Noah se volvió hacia el anciano.
—Usted también se fue de casa.
—Pero volví cuando me enteré de que mi padre estaba enfermo.
—¿Tardó mucho en hacerlo? —preguntó Noah, y se levantó para ayudarlo a recoger los últimos vasos y tazas de la mesa. Por fin tenía la barriga llena, y aunque había una bandeja con bombones en la encimera a su lado, sólo les echó un vistazo, dejándolos arrastrarse con desánimo de vuelta a un armario—. ¿Llegó a tiempo tras recibir la carta que le informó de que su padre estaba enfermo? ¿Llegó a casa antes de que… antes de que estuviera…?

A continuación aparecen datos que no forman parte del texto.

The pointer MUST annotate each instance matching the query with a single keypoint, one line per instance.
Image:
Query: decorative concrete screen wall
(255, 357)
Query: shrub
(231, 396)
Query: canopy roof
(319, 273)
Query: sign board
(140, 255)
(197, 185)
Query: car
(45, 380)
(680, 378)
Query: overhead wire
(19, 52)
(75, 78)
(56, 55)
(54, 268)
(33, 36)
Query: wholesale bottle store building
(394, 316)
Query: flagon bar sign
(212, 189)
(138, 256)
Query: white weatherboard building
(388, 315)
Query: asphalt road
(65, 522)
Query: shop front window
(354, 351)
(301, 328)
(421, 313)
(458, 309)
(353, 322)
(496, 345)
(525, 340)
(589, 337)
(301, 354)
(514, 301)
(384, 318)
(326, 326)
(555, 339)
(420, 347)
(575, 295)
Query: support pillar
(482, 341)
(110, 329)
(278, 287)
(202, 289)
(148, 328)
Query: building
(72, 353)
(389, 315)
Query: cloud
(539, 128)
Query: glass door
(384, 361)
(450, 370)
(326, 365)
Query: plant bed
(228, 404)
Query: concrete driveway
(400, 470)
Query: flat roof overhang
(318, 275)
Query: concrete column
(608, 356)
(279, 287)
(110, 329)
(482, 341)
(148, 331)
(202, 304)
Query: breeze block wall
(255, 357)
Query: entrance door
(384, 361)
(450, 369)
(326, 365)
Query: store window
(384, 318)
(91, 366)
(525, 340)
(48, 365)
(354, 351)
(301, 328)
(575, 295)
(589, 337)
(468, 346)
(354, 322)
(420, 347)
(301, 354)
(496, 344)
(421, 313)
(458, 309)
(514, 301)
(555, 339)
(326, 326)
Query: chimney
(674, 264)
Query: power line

—¿Muerto? —concluyó el viejo—. ¿Qué pasa, muchacho? ¿No puedes pronunciar esa palabra? Sólo es una palabra, ¿sabes? Sólo unas letras unidas al azar. La palabra en sí no es nada comparada con su significado.
—Ajá. —Noah miró el suelo y apretó los dientes y los puños, éstos con tanta fuerza que le pareció que los dedos le atravesarían las palmas. Vio que quedaba una última marioneta en el cofre, y la sacó para observarla: parecía un viejo conejo al que se le retorcían los bigotes cuando uno tiraba del cordel; la dejó en la mesa junto a las demás—. ¿Consiguió llegar a casa antes de que su padre muriera?